With the current shift away from consumerism, parents face a great opportunity to teach the next generation valuable savings skills that may have gotten lost along the way in the past few decades. When good money management habits are taught at a young age, people are more likely to manage their money well as adults. Here are a few savings tips to help parents teach their children financial responsibility.

Lesson #1: Save Up for Rainy Days and Sundaes

By teaching your child early that savings make it possible to get things that they want, without owing someone for it later, they can begin learning to resist the need for instant gratification that plagues many adults today.

Obviously, any lessons on savings must be age appropriate. A seven-year-old will not understand the same basic concepts as a 17-year-old.

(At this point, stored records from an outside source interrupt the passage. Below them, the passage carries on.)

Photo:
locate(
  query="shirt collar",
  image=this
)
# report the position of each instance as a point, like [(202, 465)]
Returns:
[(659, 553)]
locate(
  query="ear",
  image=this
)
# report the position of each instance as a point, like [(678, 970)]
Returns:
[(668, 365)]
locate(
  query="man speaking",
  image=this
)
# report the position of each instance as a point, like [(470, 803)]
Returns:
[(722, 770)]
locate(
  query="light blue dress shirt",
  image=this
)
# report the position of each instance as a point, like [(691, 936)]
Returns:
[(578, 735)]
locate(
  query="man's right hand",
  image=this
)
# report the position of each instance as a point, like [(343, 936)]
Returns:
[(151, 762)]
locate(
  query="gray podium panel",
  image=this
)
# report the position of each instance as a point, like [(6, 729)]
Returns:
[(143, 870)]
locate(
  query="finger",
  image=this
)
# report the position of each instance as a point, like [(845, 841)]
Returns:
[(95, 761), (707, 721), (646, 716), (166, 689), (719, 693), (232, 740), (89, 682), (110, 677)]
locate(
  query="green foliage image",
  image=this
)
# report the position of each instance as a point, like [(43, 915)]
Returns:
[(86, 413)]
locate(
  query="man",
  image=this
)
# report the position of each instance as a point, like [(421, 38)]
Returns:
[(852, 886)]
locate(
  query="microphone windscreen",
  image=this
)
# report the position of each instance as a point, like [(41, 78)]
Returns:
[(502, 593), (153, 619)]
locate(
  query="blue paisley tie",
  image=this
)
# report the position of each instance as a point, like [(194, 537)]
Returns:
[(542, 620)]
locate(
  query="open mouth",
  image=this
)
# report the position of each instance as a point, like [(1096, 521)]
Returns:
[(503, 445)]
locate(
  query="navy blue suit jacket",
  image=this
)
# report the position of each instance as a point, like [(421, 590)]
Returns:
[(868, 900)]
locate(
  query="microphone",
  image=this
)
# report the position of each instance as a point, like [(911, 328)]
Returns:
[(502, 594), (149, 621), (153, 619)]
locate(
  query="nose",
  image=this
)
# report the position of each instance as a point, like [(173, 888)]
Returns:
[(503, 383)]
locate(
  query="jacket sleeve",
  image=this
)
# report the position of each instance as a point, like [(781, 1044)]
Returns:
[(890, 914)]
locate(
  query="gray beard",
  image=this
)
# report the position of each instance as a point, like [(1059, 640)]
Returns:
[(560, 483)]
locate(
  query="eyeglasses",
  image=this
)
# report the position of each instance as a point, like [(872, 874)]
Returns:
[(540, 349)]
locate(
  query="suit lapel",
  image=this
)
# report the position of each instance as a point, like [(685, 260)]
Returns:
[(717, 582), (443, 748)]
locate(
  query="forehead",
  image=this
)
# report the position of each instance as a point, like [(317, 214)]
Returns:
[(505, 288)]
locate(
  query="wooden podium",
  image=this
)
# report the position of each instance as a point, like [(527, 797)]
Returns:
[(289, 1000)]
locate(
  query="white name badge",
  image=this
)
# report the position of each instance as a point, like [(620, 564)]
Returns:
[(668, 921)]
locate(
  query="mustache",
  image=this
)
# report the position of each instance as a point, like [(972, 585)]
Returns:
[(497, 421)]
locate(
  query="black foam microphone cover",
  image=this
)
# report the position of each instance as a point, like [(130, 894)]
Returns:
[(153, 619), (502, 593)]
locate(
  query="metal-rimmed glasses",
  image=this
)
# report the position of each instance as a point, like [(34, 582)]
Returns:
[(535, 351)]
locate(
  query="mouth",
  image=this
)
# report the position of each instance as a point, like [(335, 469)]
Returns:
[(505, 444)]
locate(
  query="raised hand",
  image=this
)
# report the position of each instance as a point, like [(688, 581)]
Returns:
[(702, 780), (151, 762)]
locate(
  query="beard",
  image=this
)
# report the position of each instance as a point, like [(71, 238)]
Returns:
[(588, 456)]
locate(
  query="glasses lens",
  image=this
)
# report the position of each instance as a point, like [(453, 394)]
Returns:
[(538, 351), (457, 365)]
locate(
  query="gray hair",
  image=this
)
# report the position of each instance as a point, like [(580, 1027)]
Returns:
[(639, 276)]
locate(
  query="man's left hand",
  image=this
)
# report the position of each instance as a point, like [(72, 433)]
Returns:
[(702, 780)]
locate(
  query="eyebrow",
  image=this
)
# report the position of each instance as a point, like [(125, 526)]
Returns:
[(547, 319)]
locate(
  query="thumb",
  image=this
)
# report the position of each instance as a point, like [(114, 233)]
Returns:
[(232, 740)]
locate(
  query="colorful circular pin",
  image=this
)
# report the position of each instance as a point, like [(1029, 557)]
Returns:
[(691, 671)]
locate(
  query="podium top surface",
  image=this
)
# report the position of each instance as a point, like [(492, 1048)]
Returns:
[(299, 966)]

However, you can still include your child in the discussion over which savings account is right for them.

Explain to your child that a savings account is a place to save money safely for future use. If they have a special item they want to purchase or trip they want to go on, money placed in a savings account will be available for use when the time comes. It is a place to store cash where you have immediate access to your funds and the opportunity for a small amount of growth. (And maybe affords a trip to the ice cream shop!)

Lesson #2: Interest Rates Rule

Nailing this lesson will make a huge difference in how your kids will manage money. In as basic a manner as possible, show your kids how interest rates affect different accounts.

For example, a high interest rate applied to a savings account is a good thing, increasing the amount of return for their investment. Conversely, a high interest rate on credit card debt can spell death to your personal finances in that you will have a difficult time paying off your balance if hundreds or thousands of dollars are added as a result of a high interest rate.

Once your child understands the concept of a savings account and interest rates, you can work together to find the account that matches their savings needs. This may include reviewing online accounts versus accounts in local banks. A basic discussion on interest rates and how they can make your money grow can be included when comparing banks.

Lesson #3: Debt is Dangerous

A very big motivator for children to save money is to get something in return. This is true for everyone. Either you are trying to get more money from your savings or you are saving to get something.

While this is a great way to look at savings, you could also teach your children that by having a cushion of cash, at some point they will be able to avoid going into debt. This will be a hard concept for younger children, but important to teach as your child gets older.

For example, a well-padded savings account can be a lifesaver when you get older and need big-ticket items or living expenses in a crunch. Without savings, most people are forced to either go without or if necessary take out a loan or use some other form of credit to meet their financial obligations. By having a savings account in place for just such emergencies, a person can avoid debt and the burden of paying back an unexpected balance during a time of financial hardship.

Teach them well now, and they might not come crying to you later with a big credit card bill and no way to pay it.